233    It is unnecessary to address this alternative contention given the finding that it is appropriate to enter summary judgment against Mr Dunstan. Given the possibility, if not likelihood, that Mr Dunstan will seek leave to appeal this judgment, I should make it clear that if, for some reason, summary judgment was considered not to be warranted or appropriate in the circumstances, I would nevertheless have struck out Mr Dunstan’s pleading for essentially the same reasons that I have given for concluding that summary judgment is appropriate.

234    I would also add that Mr Dunstan’s pleading is manifestly deficient and defective, particularly given the serious allegations it contains. While I have endeavoured to make sense of the pleading, it is readily apparent that the serious allegations of fraud made against the respondents are not pleaded with sufficient specificity and clarity to convey to the respondents the precise case that they have to meet. Rather, the pleading contains a series of bare conclusions or broad and sweeping allegations without adequate particularisation. It is also in parts vague and ambiguous and the key elements of the supposed causes of action are not properly pleaded. Were it necessary for me to do so, I would have concluded that most, if not all, of the serious allegations in the pleading could appropriately be characterised as vexatious, scandalous, and embarrassing in the requisite sense referred to earlier in these reasons.

MR DUNSTAN’S OTHER INTERLOCUTORY APPLICATIONS

235    It remains for me to briefly deal with three orders that were sought by Mr Dunstan in an interlocutory application that he filed in apparent response to the respondents’ application for summary judgment. Mr Dunstan’s application for me to recuse myself, which was dismissed, is addressed in a separate judgment: Dunstan v Orr [2022] FCA 1006. Mr Dunstan’s interlocutory application sought three other orders which were to be heard concurrently with the respondents’ summary dismissal application, those orders being: first, that the respondents’ summary dismissal application be summarily dismissed on the basis that it is hopeless, bound to fail and an abuse of process; second, that default judgment be entered against the respondents in this proceeding because they have not filed a defence; and third, that summary judgment be entered in his favour and against the respondents on the basis that the respondents have no reasonable prospects of successfully defending this proceeding.
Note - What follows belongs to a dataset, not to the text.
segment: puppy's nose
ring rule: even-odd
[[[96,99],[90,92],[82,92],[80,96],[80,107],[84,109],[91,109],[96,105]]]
236    Given the conclusion that I have arrived at concerning the respondents’ application for summary dismissal, these outstanding applications by Mr Dunstan can be dealt with in brief terms. First, given that I have found that the respondents’ application for summary dismissal of the proceeding is meritorious and should be allowed, Mr Dunstan’s contention that the respondents’ application be summarily dismissed because it is hopeless is obviously without merit. Second, having regard to the case management orders that I have made and the fact that summary judgment is to be entered against Mr Dunstan, his application for default judgment is also hopeless and must be dismissed. Third, for essentially the same reasons, Mr Dunstan’s contention that the respondents have no reasonable prospects of successfully defending this proceeding is also hopeless and must be rejected.

237    Accordingly, Mr Dunstan’s application for the orders identified in prayers 4, 5 and 6 of his interlocutory application filed on 20 July 2022 must be dismissed.

CONCLUSION AND DISPOSITION

238    Judgment will be entered for the respondents against the applicant pursuant to s 31A of the FCA Act and r 26.01 of the Rules on the basis that there is no reasonable prospect of the applicant successfully prosecuting the proceedings, no reasonable cause of action is disclosed and the proceeding is an abuse of process. Prayers 4, 5 and 6 of the applicant’s interlocutory application filed on 20 July 2022 and the entirety of the applicant’s interlocutory application filed on 8 June 2022 will be dismissed. The applicant should be ordered to pay the respondents’ costs of the proceeding, including the costs of these interlocutory applications.

I certify that the preceding two hundred and thirty-eight (238) numbered paragraphs are a true copy of the Reasons for Judgment of the Honourable Justice Wigney.